Regardless of which camp you fall into, our findings indicate that the incremental excess return achieved via the addition of intangibles is statistically significant in only three of the seven long–short iterations and one of the long-only iterations we tested in our sample. These muted results may rightfully lead to questions about why we believe intangibles should be added to book value when determining a firm’s value.
A More Robust Picture of a Firm’s Valuation
We believe mispricing, not risk, drives the value premium. On the one hand, we would not expect the expansion of an individual measure of valuation to yield substantially different returns for a value portfolio. On the other hand, a lack of return impact does not mean we should use incomplete measures when valuing firms.
We do not recommend using P/B alone to determine a company’s valuation because it is an incomplete measure of firm capital. This distortion has grown over the last 30 years, but can be corrected by adding intangibles to book value to create a ratio of price to total firm capital. This more comprehensive measure reduces bias against firms whose business models are less reliant on physical capital. Even though the addition of intangibles does not make a meaningful impact on the relative valuation ratio of each and every firm, this broader view offers a more-level playing field by giving firms credit for investing in research and knowledge capital, not just property, plant, and equipment.
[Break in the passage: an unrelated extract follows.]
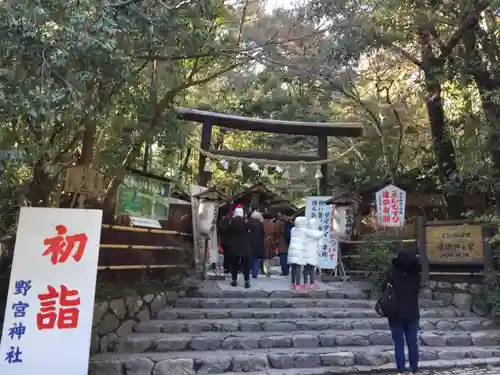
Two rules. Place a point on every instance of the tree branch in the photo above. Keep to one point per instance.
(467, 22)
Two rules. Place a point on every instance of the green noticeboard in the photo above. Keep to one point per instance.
(144, 197)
Finally, a composite of multiple ratios paints a more detailed picture of a firm’s valuation. Although total firm capital is a more robust measure of firm size than book value alone, it still does not provide a complete measure of firm value. Just as home buyers consider a host of variables when evaluating the price of a new house, we prefer to use multiple variables to get the most robust picture possible of a firm’s valuation. Multiple variables reduce the impact of each metric’s inherent shortcomings when the metric is used in isolation.
1. R&D capital is measured as RCit = RCit–1(1 – δ) + R&Dit, where RCit is the end-of-period t stock of R&D capital of firm i, R&Dit is the firm’s R&D expenditures in year t, and δ is the depreciation rate of R&D capital. We measure organization capital stock as OCit = OCit–1(1 – δ) + 0.3 × SG&Ait, where OCit is the end-of-period t stock of organization capital of firm i, SG&Ait is the firm’s SG&A expense in year t, and δ is the depreciation rate of organization capital. We assume a depreciation rate of 20%, an initial stock of zero, and, following previous literature (Peters and Taylor, 2017, Hulten and Hao, 2008, Eisfeldt and Papanikolaou, 2014, and Zhang, 2014) assume that only 30% of SG&A is investment in intangible capital and the remainder is operating expense for the current period.